1. Optimize Algorithmically generate a prompt that induces the same output distribution. 2. Transfer Input the optimized prompt across model families. 3. Output See that the output distribution is similar to the ground-truth.

Prompts have evil twins

Prompts have evil twins

Prompts have evil twins

Rimon Melamed, Lucas Hurley McCabe, Tanay Wakhare, Yejin Kim, H. Howie Huang, Enric Boix-Adsera.

2024

We discover that many natural-language prompts can be replaced by corresponding prompts that are unintelligible to humans but that provably elicit similar behavior in language models. We call these prompts “evil twins” because they are obfuscated and uninterpretable (evil), but at the same time mimic the functionality of the original natural-language prompts (twins). Remarkably, evil twins transfer between models. We find these prompts by solving a maximum-likelihood problem which has applications of independent interest.

Demystifying optimized prompts in language models

Rimon Melamed, Lucas H. McCabe, H. Howie Huang.

2025

Modern language models (LMs) are not robust to out-of-distribution inputs. Machine generated (“optimized”) prompts can be used to modulate LM outputs and induce specific behaviors while appearing completely uninterpretable. In this work, we investigate the composition of optimized prompts, as well as the mechanisms by which LMs parse and build predictions from optimized prompts. We find that optimized prompts primarily consist of punctuation and noun tokens which are more rare in the training data. Internally, optimized prompts are clearly distinguishable from natural language counterparts based on sparse subsets of the model’s activations. Across various families of instruction-tuned models, optimized prompts follow a similar path in how their representations form through the network.

How an evil twin is found

The method treats a prompt as a distribution over possible answers.

1

Sample continuations

Start with a readable prompt and sample many model outputs. The prompt is now represented by a distribution over likely responses.

2

Measure functional distance

Compare the readable prompt and candidate twin using KL divergence between their induced output distributions.

3

Optimize discrete tokens

Because tokens are discrete, we use Greedy Coordinate Gradient style search: replace one token at a time when it lowers the loss.

4

Test transfer and internals

Surprisingly, evil twins transfer between different language model families.

Internal findings

Interpretability from uninterpretable prompts.

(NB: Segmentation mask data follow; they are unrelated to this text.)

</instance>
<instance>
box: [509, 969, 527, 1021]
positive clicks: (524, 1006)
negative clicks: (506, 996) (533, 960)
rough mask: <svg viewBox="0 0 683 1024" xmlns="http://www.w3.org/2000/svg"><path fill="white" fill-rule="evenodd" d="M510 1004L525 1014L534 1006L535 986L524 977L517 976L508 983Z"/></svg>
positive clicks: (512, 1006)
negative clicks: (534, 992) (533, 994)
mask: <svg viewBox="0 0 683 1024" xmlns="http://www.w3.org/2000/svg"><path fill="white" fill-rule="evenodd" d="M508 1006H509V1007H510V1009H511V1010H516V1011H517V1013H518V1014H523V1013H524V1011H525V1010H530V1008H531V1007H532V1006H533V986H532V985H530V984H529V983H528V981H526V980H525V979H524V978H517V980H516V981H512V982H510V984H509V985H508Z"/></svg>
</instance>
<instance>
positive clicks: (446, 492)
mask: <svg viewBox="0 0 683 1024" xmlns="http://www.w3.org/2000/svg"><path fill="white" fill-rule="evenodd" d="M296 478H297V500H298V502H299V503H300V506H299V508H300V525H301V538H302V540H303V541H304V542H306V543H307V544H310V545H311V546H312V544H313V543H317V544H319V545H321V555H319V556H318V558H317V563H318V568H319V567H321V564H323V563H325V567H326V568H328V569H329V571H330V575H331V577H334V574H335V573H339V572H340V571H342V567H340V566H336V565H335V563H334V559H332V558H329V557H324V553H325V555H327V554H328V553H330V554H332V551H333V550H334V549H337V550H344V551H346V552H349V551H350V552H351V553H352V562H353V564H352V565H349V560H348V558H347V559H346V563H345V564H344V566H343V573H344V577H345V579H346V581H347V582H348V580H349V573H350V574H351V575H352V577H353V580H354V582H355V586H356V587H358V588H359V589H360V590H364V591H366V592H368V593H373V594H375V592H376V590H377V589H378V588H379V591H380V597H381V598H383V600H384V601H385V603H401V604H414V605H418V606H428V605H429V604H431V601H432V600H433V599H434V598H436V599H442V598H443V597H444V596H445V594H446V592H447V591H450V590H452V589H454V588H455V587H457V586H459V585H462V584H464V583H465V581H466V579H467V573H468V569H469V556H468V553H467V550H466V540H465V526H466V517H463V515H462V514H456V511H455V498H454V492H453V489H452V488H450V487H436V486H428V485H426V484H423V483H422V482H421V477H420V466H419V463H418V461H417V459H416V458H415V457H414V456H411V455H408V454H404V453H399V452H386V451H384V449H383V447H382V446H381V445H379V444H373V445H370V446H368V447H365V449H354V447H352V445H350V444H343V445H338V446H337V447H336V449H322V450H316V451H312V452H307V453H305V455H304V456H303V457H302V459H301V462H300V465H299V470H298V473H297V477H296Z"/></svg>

Sparse probes can detect optimized prompts

We take the last-token activations at each layer and rank individual hidden dimensions by maximum mean difference between natural and optimized prompts.

Probe

A logistic regression classifier trained on only the top-ranked features can distinguish optimized prompts from their natural-language twins with high accuracy, even under sparsity constraints.

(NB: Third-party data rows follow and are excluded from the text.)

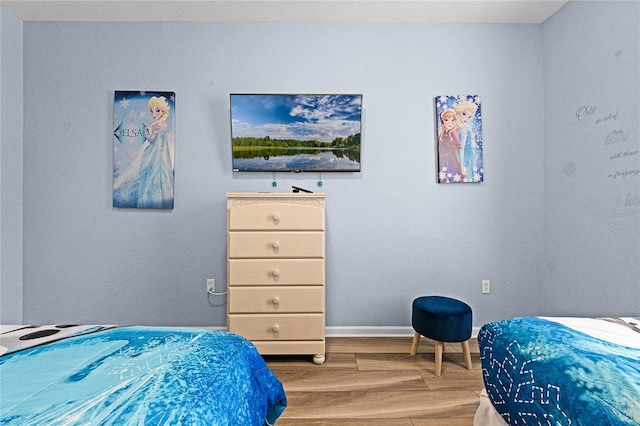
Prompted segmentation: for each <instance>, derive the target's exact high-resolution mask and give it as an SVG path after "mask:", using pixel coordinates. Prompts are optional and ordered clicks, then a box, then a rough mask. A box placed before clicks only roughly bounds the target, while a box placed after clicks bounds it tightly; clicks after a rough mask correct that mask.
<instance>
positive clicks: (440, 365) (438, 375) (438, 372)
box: [436, 341, 444, 376]
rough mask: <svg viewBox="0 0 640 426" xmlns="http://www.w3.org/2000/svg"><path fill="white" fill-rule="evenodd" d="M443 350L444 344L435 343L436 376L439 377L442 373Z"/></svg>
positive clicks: (440, 342)
mask: <svg viewBox="0 0 640 426" xmlns="http://www.w3.org/2000/svg"><path fill="white" fill-rule="evenodd" d="M443 348H444V342H438V341H436V376H440V374H441V373H442V349H443Z"/></svg>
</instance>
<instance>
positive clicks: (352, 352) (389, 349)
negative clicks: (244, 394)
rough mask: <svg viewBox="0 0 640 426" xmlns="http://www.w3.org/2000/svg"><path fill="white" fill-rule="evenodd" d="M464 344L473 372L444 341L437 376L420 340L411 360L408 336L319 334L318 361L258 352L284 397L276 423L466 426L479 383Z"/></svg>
mask: <svg viewBox="0 0 640 426" xmlns="http://www.w3.org/2000/svg"><path fill="white" fill-rule="evenodd" d="M469 346H470V348H471V360H472V363H473V370H471V371H469V370H467V369H466V368H465V366H464V358H463V355H462V349H461V347H460V344H459V343H455V344H449V343H447V344H445V352H444V356H443V361H442V375H441V376H440V377H437V376H436V375H435V374H434V370H435V362H434V352H435V346H434V343H433V341H431V340H429V339H425V338H422V339H421V340H420V346H419V347H418V354H417V355H416V356H415V357H412V356H410V355H409V351H410V350H411V338H410V337H406V338H405V337H376V338H369V337H358V338H338V337H335V338H327V354H326V362H325V363H324V365H316V364H314V363H313V362H312V361H311V357H309V356H305V357H289V356H265V360H266V361H267V365H268V366H269V368H270V369H271V370H272V371H273V372H274V373H275V375H276V376H277V377H278V378H279V379H280V380H281V381H282V383H283V385H284V389H285V392H286V394H287V399H288V406H287V408H286V410H285V411H284V413H283V414H282V416H281V417H280V419H279V420H278V421H277V426H294V425H305V426H306V425H313V426H319V425H323V426H346V425H349V426H364V425H367V426H372V425H376V426H377V425H379V426H471V425H472V424H473V415H474V414H475V411H476V409H477V408H478V404H479V401H480V399H479V398H480V391H481V390H482V388H483V382H482V373H481V367H480V358H479V351H478V342H477V340H475V339H472V340H471V341H470V342H469Z"/></svg>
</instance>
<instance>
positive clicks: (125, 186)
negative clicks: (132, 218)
mask: <svg viewBox="0 0 640 426" xmlns="http://www.w3.org/2000/svg"><path fill="white" fill-rule="evenodd" d="M148 107H149V114H150V115H151V119H152V120H153V121H152V122H151V123H149V124H148V125H147V126H146V127H145V133H146V139H145V141H144V143H143V144H142V145H140V148H139V149H138V151H137V153H136V155H134V156H133V159H132V161H131V162H130V163H129V164H128V165H127V166H125V167H124V168H123V169H122V170H121V171H120V172H118V173H117V174H116V175H115V176H114V183H113V203H114V206H117V207H138V208H157V209H171V208H173V199H174V174H173V159H172V152H171V146H172V142H173V133H172V131H171V129H170V128H169V126H168V125H167V123H166V120H167V117H169V109H170V106H169V104H168V103H167V100H166V98H165V97H164V96H159V97H157V96H153V97H151V98H150V99H149V102H148Z"/></svg>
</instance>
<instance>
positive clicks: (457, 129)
mask: <svg viewBox="0 0 640 426" xmlns="http://www.w3.org/2000/svg"><path fill="white" fill-rule="evenodd" d="M457 130H458V121H457V117H456V112H455V111H454V110H453V109H452V108H447V109H445V110H443V111H442V112H441V113H440V130H439V132H438V159H439V166H440V173H439V176H440V181H441V182H451V181H454V182H460V181H461V180H462V168H461V166H460V149H461V147H462V146H461V145H460V139H459V137H458V132H457Z"/></svg>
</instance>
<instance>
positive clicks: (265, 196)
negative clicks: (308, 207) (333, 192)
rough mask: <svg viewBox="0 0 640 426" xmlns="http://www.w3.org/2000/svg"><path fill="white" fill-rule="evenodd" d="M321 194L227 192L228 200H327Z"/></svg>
mask: <svg viewBox="0 0 640 426" xmlns="http://www.w3.org/2000/svg"><path fill="white" fill-rule="evenodd" d="M325 196H326V194H324V193H320V192H297V193H292V192H227V198H296V197H297V198H325Z"/></svg>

No causally distinct subspace

We then zeroes out top-ranked activation features and measures how much the top-10 predicted-token set changes.

Ablate

Top-feature ablations matter more than random-feature ablations, but the effect is not consistently larger for optimized prompts than for natural prompts. In other words, optimized prompts are internally separable, but the evidence does not support a simple dedicated "optimized-prompt subspace" that alone explains their effectiveness.

Representations converge late

To trace how predictions form, the we project each layer's last-token hidden state through the final LayerNorm and LM head, then compare natural and optimized prompt pairs with KL divergence.

Layers

Instruction-tuned models show a repeated pattern: natural and optimized prompts are similar in early layers, diverge through the middle, then sharply return toward functional similarity in later layers. Base models tend to diverge earlier, but still show late-layer alignment.

Why this matters for detection

Optimized prompts are used extensively in the adversarial attacks literature, and are used to produce jailbreaks and other harmful outputs.

Use

The internal signature suggests a possible safety tool: detect suspicious optimized prompts before the model fully completes its generation.

Transformer generalization

Testing for interpretable algorithms in Transformers.

Why length generalization matters

The models are trained on short sequences, with a maximum training length of 30 tokens, then tested on much longer sequences.

OOD

If a Transformer still gets the entire output sequence exactly right beyond the lengths it saw in training, the model has learned an algorithm that scales with sequence length and can generalize.

What RASP-L contributes

RASP-L is a restricted programming model for causal, decoder-only Transformers. Each task below has a short RASP-L program that translates the expected intermediate computations from Transformer layers to deterministic programs.

Probe

We turn those intermediate computations into labels, trains linear probes on model activations, then erases the probed directions. When exact-match accuracy drops, the probed computation looks causally relevant rather than merely correlated.

Simple task overview

Copy unique Given a sequence of unique tokens, continue by copying the sequence back out in order.
Sort Given unordered tokens, emit them in sorted order one token at a time.
Count Given a start and end number, generate the counting sequence until the endpoint is reached.
Dedup Given a sequence with repeated tokens, output each unique token once in first-seen order.

Causal erasure results

Task RASP-L intermediate Baseline EM After erasure
Copy unique induct 0.265 0.004
Sort sort 0.968 0.000
Count count_end_num 0.936 0.705
Dedup dedup_target_rank 0.889 0.751
  • Linear probes decode intermediate RASP-L labels from model activations.
  • Projecting out probe subspaces often degrades exact-match accuracy.
  • The evidence supports a causal role for some learned algorithmic representations.